No deficit is insurmountable if you have the belief that you can overcome anything, he says.

"You get one, and momentum gets on your side. All of a sudden, you get two and you start thinking we have a legitimate chance at this. And finally getting the third one to tie it up, you can just feel everything rolling in the right direction."

Ryan Getzlaf began the comeback when he got the Ducks on the board with 3:16 remaining in regulation. Just 35 seconds later, Cam Fowler sent a wrist shot through traffic that Oilers goaltender Cam Talbot never saw. With the extra attacker on the ice in the closing seconds of the game, Rickard Rakell sent a desperation backhander on net that somehow snuck underneath Talbot, sending Honda Center into sheer bedlam. Corey Perry capped it off in double overtime by out-waiting Talbot to send the Ducks to an improbable 4-3 victory.

Did Marchant have flashbacks? "Oh, 100 percent," he says without hesitation. "I thought about it right away. Even after the game, I had to go back and look at it on YouTube to see how it all unfolded. It just shows resiliency with our group. No matter what the situation is, you always feel like you have a chance, having that belief you have the ability to win hockey games."

Let's not forget about another incredible comeback in Ducks postseason lore, and arguably the most important in the franchise's playoff history. It was Game 5 of the 2007 Western Conference Final and the Ducks were desperately trying to stave off defeat against the Detroit Red Wings at Joe Louis Arena. The series was tied, 2-2, heading back to Anaheim for Game 6. The winner, of course, putting the loser on the brink of elimination. Down by a goal, with the net empty at the other end and a 6-on-4 man advantage in the final minute of regulation, then-captain Scott Niedermayer forced overtime when he chipped a shot over Dominik Hasek with 47.3 seconds remaining in the game. It was a shot that perhaps only Niedermayer can make, his momentum carrying him downward as he let off the shot. Marchant was on the ice for the goal, throwing his arms up in jubilation behind the net.

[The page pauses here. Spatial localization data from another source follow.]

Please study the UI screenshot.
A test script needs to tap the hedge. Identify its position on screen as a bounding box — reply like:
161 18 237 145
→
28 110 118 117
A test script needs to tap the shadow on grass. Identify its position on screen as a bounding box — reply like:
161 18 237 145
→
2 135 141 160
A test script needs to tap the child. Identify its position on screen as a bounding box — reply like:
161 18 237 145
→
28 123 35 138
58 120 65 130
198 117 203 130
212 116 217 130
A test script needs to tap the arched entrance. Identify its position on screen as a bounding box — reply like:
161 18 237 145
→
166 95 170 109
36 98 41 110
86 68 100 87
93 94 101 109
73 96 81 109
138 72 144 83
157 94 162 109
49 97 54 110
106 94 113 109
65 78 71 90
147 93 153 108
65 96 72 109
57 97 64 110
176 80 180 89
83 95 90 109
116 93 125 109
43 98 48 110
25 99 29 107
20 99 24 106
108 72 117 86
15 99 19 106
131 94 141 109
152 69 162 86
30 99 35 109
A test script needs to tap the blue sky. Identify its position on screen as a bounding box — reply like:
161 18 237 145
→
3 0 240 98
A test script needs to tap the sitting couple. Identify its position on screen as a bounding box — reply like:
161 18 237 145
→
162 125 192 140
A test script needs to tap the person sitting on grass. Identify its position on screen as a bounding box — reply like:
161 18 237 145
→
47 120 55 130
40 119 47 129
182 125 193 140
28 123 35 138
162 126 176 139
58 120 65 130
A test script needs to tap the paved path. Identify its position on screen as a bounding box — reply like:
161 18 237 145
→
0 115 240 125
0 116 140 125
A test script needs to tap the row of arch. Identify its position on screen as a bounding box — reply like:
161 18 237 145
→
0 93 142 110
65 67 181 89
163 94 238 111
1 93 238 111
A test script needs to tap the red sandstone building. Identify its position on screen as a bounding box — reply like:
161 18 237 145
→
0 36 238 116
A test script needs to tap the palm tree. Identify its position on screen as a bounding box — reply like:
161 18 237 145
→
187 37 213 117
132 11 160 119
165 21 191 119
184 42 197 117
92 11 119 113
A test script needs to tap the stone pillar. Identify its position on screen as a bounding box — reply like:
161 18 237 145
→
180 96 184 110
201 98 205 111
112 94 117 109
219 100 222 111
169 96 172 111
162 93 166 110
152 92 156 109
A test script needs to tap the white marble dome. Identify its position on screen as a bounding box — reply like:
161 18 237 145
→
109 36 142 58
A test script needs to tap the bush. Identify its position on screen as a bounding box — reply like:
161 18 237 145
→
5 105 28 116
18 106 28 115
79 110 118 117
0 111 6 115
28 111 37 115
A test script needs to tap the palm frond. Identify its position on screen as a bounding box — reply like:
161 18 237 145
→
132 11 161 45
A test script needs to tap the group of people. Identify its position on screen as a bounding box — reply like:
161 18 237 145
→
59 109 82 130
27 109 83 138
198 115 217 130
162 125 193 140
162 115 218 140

It was a beneficial learning experience not only for him, but also for players like Getzlaf and Perry. Getzlaf, of course, is now the team's leader and captain, while Perry wears the 'A' and proves he can still deliver in the biggest moments.

"We've all been in situations like this," Marchant says. "You look at not only the players on the team, but the coaching staff and management. Everybody has been in these situations. You try to give the players as much information as you can so they can make the best decisions."

Rookies like Brandon Montour and Shea Theodore are gaining invaluable experience with every shift, as is John Gibson. Being able to go through these moments, Marchant says, can only benefit a player ragardless of age or experience. He also knows that, in the playoffs, every play matters.

"When you get into those situations, especially in the playoffs when you get farther along, there are no small plays," he says. "Everybody says you have to do the little things well. I don't think there are little things. Every play is crucial. Getting a puck out at the blueline or getting the puck in at the redline. Blocking a shot or making a good line change. All those, what people might say are 'little things,' can be crucial in a situation like that. You can't overlook any situation or play at any part of the game."

Marchant was the mastermind behind Anaheim's iconic slogan during its 2007 run to the Stanley Cup. He made t-shirts with motivational slogans on them, adding a word after every round. In the end, it read Destiny is Heart, Sacrifice and Passion. If the Ducks achieve the ultimate goal this year, on the 10-year anniversary of their Stanley Cup championship, maybe another word can be added to the slogan: Resiliency.